Mitchell Park, where the mynah birds will be doing their Hitchcock screeching as they home in, en masse, to roost.

‘Yes,’ she says, and she gathers up her stuff. ‘Yes, I’d love that. Call me. I’ll be at home all day.’ And then she’s off, on her little dancer’s feet; off at speed to meet Herman’s tenant. Giacomo Moroni.

Chapter Four

Josh

The night before Josh leaves for South Africa to attend that conference on mime, he’s in the car, returning home with Caroline and his mother-in-law. Zoe, his darling lookalike daughter, has already left for her French exchange, and he hates it that he wasn’t there to wave her off. He was tied up in Bristol. Opera production. Joint production with the music department. And now, on his first free evening in weeks – his wedding anniversary, no less – the woman has seen fit to take control of the occasion. Tickets for the opera in London. Splashy treats courtesy of Caroline’s money;
their
money, of which they have precious little, thanks to the Witch Woman’s monthly allowance and mortgage payments – but Josh has long since ceased to air this grudge directly. He’s never coped well with confrontation, and what’s the point if you can’t win?

‘It’s your bronze, my darlings,’ he hears the woman say. (Or did she say tin? Or copper? Or plastic?) He wasn’t listening to her, because who gives a bugger about this sort of rubbish? Bronze, lead, zinc, chrome, uranium. Trust the Witch Woman to know this sort of crap. She who evidently drove her own husband to an early grave.

And it’s been three tickets for the opera, not two, because Mrs McCleod likes to see ‘
les jeunes
enjoying themselves’, as she says. And she wouldn’t be able to see them, would she? Not if they’d gone off on their own. Caroline, as usual – prodigious Caroline, who can hold almost anyone in the palm of her hand – has not uttered a word to deter her mother from the opera project; Caroline, who, since taking on the headship of a local comprehensive school, can hold in thrall six hundred adolescents as a matter of daily routine.

‘Mum’s lonely,’ Caroline says to Josh.

And there is every good reason why she should be lonely, Josh thinks, because any person of sound mind will be giving her a wide berth. Plus it really gets on his nerves when the old woman calls them ‘
les jeunes
’, because, leaving aside that he has recently turned forty-two, it brings him up against her idiotic assertion that ‘spiritually’ she’s French.

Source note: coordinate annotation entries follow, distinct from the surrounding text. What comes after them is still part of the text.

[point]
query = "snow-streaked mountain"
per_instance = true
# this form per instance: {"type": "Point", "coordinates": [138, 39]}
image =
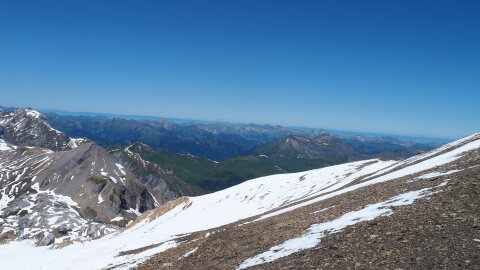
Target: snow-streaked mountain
{"type": "Point", "coordinates": [280, 220]}
{"type": "Point", "coordinates": [25, 127]}
{"type": "Point", "coordinates": [51, 182]}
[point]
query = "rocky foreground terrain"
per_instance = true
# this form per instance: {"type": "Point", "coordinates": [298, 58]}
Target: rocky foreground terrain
{"type": "Point", "coordinates": [419, 213]}
{"type": "Point", "coordinates": [72, 188]}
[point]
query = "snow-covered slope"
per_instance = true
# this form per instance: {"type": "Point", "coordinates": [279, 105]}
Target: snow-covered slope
{"type": "Point", "coordinates": [26, 127]}
{"type": "Point", "coordinates": [253, 202]}
{"type": "Point", "coordinates": [50, 181]}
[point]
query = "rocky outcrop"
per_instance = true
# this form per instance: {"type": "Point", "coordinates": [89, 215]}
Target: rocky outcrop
{"type": "Point", "coordinates": [25, 127]}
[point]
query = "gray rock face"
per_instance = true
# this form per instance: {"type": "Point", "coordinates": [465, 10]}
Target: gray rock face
{"type": "Point", "coordinates": [82, 188]}
{"type": "Point", "coordinates": [24, 127]}
{"type": "Point", "coordinates": [47, 240]}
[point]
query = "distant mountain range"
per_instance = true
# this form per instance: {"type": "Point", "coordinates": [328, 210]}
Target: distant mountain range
{"type": "Point", "coordinates": [223, 123]}
{"type": "Point", "coordinates": [291, 153]}
{"type": "Point", "coordinates": [54, 181]}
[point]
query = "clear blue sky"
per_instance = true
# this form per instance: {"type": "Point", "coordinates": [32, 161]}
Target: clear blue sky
{"type": "Point", "coordinates": [398, 67]}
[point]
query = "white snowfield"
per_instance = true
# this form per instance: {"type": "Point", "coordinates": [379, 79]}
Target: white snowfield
{"type": "Point", "coordinates": [249, 199]}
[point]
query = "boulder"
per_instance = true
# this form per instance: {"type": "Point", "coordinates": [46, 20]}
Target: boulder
{"type": "Point", "coordinates": [47, 240]}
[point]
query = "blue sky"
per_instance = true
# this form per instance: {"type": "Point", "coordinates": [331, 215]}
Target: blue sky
{"type": "Point", "coordinates": [398, 67]}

‘My heritage is Scottish,’ she says. ‘But in my soul I’m French.’ Josh is never quite sure which he hates more: ‘
les jeunes
’ or ‘the bairns’, but either way, he’s aware that her intent is to disempower. And, to underline his disempowerment, Josh is right now seated in the back of his own car because, thanks to his lousy eyesight, Caroline does all the night driving and his mother-in-law, by long-established tradition, claims rights to the front passenger seat.